Santa Marta Hospital, Lisbon, Portugal.
Eur Heart J Acute Cardiovasc Care. 2013 Mar;2(1):44-52. doi: 10.1177/2048872612474921.
Serum uric acid (UA) has been shown to be an independent predictor of outcome in the general population and in patients with heart failure. There are, however, limited data regarding the prognostic value of UA in the context of acute coronary syndromes (ACS) particularly in medium-term follow up and the available results are contradictory.
Study of consecutive patients admitted with an ACS (with and without ST-segment elevation) at a single-centre coronary care unit. Primary endpoint was all-cause mortality at 1-year follow up. We evaluated if serum UA is an independent predictor of outcome and if it has any added value on top of GRACE risk score for risk prediction.

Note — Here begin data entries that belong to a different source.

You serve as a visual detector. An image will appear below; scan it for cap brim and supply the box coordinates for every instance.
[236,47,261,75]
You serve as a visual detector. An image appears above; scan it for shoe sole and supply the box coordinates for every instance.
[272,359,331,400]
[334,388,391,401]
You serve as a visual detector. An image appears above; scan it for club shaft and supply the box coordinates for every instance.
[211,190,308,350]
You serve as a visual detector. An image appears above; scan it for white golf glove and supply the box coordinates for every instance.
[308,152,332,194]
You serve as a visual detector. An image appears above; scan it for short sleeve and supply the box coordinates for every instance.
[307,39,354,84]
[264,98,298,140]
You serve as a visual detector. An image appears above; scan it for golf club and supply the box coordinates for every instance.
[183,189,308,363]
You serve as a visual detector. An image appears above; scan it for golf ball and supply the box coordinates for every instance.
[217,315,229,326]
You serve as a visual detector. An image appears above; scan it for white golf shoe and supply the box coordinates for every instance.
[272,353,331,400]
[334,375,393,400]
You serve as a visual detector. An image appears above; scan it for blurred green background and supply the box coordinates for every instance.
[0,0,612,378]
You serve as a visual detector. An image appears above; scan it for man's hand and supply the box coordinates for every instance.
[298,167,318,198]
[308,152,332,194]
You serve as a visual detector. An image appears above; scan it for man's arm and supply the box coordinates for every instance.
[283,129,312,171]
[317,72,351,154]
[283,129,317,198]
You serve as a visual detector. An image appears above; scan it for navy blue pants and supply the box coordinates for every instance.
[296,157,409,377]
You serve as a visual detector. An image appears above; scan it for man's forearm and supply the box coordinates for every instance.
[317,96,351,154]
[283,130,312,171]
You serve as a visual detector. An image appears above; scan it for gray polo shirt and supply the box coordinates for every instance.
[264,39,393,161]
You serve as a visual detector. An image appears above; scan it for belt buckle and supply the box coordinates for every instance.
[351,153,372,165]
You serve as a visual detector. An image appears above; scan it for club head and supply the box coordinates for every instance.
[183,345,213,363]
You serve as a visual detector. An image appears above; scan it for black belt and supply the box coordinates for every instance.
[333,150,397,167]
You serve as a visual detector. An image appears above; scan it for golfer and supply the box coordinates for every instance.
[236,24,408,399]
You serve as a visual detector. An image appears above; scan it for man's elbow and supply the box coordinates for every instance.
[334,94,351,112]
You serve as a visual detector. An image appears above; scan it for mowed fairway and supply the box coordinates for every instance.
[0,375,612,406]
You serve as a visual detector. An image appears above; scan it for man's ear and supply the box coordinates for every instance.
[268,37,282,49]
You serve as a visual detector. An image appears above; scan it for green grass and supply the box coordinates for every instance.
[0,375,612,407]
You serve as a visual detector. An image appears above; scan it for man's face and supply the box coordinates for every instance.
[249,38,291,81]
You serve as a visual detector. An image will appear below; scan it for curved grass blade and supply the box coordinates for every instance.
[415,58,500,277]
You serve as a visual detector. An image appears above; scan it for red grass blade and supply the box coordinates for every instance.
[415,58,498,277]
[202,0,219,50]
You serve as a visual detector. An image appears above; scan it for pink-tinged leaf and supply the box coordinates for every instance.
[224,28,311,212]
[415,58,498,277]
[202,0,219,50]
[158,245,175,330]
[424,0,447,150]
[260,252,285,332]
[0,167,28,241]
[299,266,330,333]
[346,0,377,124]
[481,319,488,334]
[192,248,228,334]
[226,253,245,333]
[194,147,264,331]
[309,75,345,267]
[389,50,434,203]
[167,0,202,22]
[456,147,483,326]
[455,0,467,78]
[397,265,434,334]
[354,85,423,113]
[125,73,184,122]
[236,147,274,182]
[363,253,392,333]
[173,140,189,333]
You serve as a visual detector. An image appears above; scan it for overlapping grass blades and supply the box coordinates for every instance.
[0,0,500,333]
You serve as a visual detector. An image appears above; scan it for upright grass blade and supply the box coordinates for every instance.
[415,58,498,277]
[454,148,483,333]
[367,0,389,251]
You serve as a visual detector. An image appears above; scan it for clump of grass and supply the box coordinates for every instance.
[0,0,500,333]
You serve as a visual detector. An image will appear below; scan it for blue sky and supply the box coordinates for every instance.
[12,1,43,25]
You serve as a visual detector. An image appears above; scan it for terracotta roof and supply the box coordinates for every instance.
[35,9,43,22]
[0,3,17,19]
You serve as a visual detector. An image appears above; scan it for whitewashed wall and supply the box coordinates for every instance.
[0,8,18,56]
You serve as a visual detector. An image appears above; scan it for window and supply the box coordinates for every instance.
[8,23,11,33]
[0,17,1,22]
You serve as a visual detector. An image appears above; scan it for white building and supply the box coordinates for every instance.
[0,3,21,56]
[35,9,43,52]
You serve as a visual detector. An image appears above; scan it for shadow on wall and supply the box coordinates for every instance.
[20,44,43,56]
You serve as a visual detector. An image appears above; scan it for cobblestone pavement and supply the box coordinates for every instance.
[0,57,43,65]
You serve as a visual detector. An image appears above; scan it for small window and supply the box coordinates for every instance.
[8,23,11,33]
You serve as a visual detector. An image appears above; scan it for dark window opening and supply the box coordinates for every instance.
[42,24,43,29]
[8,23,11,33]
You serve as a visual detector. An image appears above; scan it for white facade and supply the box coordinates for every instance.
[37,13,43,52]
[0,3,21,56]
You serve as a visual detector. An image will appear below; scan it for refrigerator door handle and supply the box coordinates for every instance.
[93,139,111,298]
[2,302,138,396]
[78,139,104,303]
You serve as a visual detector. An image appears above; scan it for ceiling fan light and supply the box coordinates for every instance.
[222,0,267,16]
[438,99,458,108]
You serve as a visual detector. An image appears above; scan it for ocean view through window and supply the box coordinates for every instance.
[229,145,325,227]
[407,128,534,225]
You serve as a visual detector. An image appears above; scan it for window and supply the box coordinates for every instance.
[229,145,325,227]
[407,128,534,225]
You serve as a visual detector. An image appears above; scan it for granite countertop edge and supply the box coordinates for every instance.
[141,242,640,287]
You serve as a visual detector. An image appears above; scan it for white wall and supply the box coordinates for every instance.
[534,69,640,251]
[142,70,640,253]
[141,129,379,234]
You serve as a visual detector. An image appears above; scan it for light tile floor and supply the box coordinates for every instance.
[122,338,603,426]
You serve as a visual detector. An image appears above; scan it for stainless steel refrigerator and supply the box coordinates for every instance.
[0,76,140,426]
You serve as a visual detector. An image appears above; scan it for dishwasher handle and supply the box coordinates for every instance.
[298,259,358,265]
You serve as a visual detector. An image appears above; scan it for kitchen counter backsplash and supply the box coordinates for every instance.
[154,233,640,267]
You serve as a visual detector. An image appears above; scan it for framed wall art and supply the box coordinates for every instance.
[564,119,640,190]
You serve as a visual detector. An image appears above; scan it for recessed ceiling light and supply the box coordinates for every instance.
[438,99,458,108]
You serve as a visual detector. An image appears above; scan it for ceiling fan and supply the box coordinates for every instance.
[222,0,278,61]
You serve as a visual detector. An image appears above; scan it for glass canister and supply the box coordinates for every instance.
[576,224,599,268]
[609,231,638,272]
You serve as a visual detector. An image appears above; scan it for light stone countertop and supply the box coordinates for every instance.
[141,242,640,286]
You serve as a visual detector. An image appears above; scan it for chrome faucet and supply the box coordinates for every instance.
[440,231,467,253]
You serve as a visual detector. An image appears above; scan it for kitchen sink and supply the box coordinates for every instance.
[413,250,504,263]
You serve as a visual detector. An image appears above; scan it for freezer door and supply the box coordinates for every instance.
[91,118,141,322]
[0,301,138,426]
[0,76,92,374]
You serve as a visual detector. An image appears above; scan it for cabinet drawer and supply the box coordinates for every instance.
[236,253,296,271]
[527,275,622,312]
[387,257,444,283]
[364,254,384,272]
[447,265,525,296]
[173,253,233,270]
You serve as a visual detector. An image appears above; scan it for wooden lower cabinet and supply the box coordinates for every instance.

We included 683 patients, mean age 64±13 years, 69% males. In-hospital and 1-year mortality were 4.5 and 7.6% respectively. The best cut-off of UA to predict 1-year mortality was 6.25 mg/dl (sensitivity 59%, specificity 72%) and 30.2% of the patients had an increased UA according to this cut off. Independent predictors of UA were male gender (β= 0.078), body mass index (β=0.163), diuretics before admission (β=0.142), and admission serum creatinine (β=0.403). One-year mortality was significantly higher in patients with increased UA (15.5 vs. 4.2%, p<0.001; log rank, p<0.001). After adjustment, both increased UA as a categorical variable (HR 2.25, 95% CI 1.23-4.13, p=0.008) and as a continuous variable (HR 1.26, 95% CI 1.13-1.41, p<0.001) are independent predictors of mortality. The AUC increases only slightly after inclusion of UA in the model with GRACE risk score (from 0.78 to 0.79, p=0.350). Both models had a good fit; however, model fit worsened after inclusion of UA. Overall, the inclusion of UA in the original was associated with an improvement in both the net reclassification improvement (continuous NRI=44%), and the integrated discrimination improvement (IDI=0.052) suggesting effective reclassification.
Serum UA is an independent predictor of all-cause mortality in medium-term after the whole spectrum of ACS and has an added value for risk stratification.
血清尿酸(UA)已被证明是一般人群和心力衰竭患者预后的独立预测因素。然而,关于 UA 在急性冠状动脉综合征(ACS)背景下的预后价值的数据有限,特别是在中期随访中,并且可用的结果存在矛盾。
研究了在单中心冠心病监护病房因 ACS(伴或不伴 ST 段抬高)入院的连续患者。主要终点是 1 年随访时的全因死亡率。我们评估了血清 UA 是否是预后的独立预测因素,以及它是否在 GRACE 风险评分之上对风险预测有额外的价值。
我们纳入了 683 名患者,平均年龄 64±13 岁,69%为男性。住院期间和 1 年死亡率分别为 4.5%和 7.6%。预测 1 年死亡率的最佳 UA 截断值为 6.25mg/dl(敏感性 59%,特异性 72%),根据该截断值,30.2%的患者 UA 升高。UA 的独立预测因素为男性(β=0.078)、体重指数(β=0.163)、入院前利尿剂(β=0.142)和入院时血清肌酐(β=0.403)。UA 升高的患者 1 年死亡率显著升高(15.5%比 4.2%,p<0.001;对数秩检验,p<0.001)。调整后,UA 作为分类变量(HR 2.25,95%CI 1.23-4.13,p=0.008)和连续变量(HR 1.26,95%CI 1.13-1.41,p<0.001)均为死亡率的独立预测因素。在将 UA 纳入 GRACE 风险评分模型后,AUC 仅略有增加(从 0.78 增加到 0.79,p=0.350)。两个模型拟合度都很好,但是加入 UA 后模型拟合度变差。总的来说,在原始模型中加入 UA 后,净重新分类改善(连续 NRI=44%)和综合判别改善(IDI=0.052)均有改善,提示有效的重新分类。
UA 是 ACS 全谱后中期全因死亡率的独立预测因素,对风险分层具有附加价值。